Once inside the room, I can see that Lexi is impressed. I might have gone all out to get a lovely environment: the penthouse suite. Although now that I’m looking around, I realize this definitely gives off the impression that I have more planned for the night…I head over to the dining table to take a seat, ignoring the bed as much as I can, hoping she will do the same.

“So, I assume this isn’t a meeting about work…” Lexi declares as she takes a seat opposite me. I can’t look at her without my heart skipping a beat.

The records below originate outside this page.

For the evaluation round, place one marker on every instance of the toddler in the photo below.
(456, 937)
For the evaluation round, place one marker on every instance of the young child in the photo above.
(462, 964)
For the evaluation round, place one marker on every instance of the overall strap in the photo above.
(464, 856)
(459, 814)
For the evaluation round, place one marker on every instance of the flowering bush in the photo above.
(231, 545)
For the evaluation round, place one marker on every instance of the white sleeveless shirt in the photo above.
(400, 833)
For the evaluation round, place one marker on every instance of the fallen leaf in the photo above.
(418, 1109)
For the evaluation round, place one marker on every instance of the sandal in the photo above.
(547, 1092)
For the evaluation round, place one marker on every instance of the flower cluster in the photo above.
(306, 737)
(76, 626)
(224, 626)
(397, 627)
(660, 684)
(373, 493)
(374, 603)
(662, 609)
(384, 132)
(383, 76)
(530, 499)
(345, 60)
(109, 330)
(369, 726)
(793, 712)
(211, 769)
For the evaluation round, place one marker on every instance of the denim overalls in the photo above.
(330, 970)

“No, I wanted to talk aboutus. There’s a lot I should have said to you while I was in Italy, but I didn’t get the chance. I had a lot to process and didn’t quite realize how much until you were already gone. I didn’t want it to be too late.”

Lexi nods along, but I can definitely see the pain in her eyes. I hate that my indecision has put it there. “I shouldn’t have run off like that. I know it was wrong; I just didn’t know what to do. I found myself stuck in a situation I didn’t know how to handle. Now, that’s not to say that I handled it right… I know that now.”

“Is this about James? I really do need to know the truth about him…”

She swallows hard before answering. “I know, and I also understand that I have a lot of explaining to do. I hope you know that being dishonest was never my intention. It was just very difficult for me. When I found out that I was pregnant, I’d only really known you for a few hours, and we live in different countries, so I didn’t know how to react…”

Holy shit. So he really is mine. I know Lexi hasn’t expressed that yet, but she doesn’t need to. This says enough, and I can’t stop myself from smiling.

“I don’t blame you, Lexi. You also had my reputation to think about, I’m sure.”

“But… James is yours. I don’t feel right keeping that from you any longer. You have just as much right to be a parent as I do. I hope that’s something you want to do.”

I nod and grin at Lexi, so happy it makes my chest hurt. Now it’s time to say what I really need to say. I haven’t come here without a plan in my head.

“Lexi, I can’t help myself from falling in love with you. The whole time we’ve been intertwined, I’ve been falling.” I watch as Lexi sucks in a sharp breath. “I didn’t know I could fall in love, but I have. Head over heels. You crashed into my life and swept me off my feet completely.” I let out a wry laugh, but she doesn’t join in. I think she’s still too shocked. “I fell for you hard and fast, and losing you made that completely obvious. I don’t know how to live without you.”

“Really?” Tears fill her eyes, but she doesn’t let them fall. Lexi is trying my confession. “Because I feel the same way,” she admits. “I’ve been struggling to survive without you in my life as well. More than I thought I would.”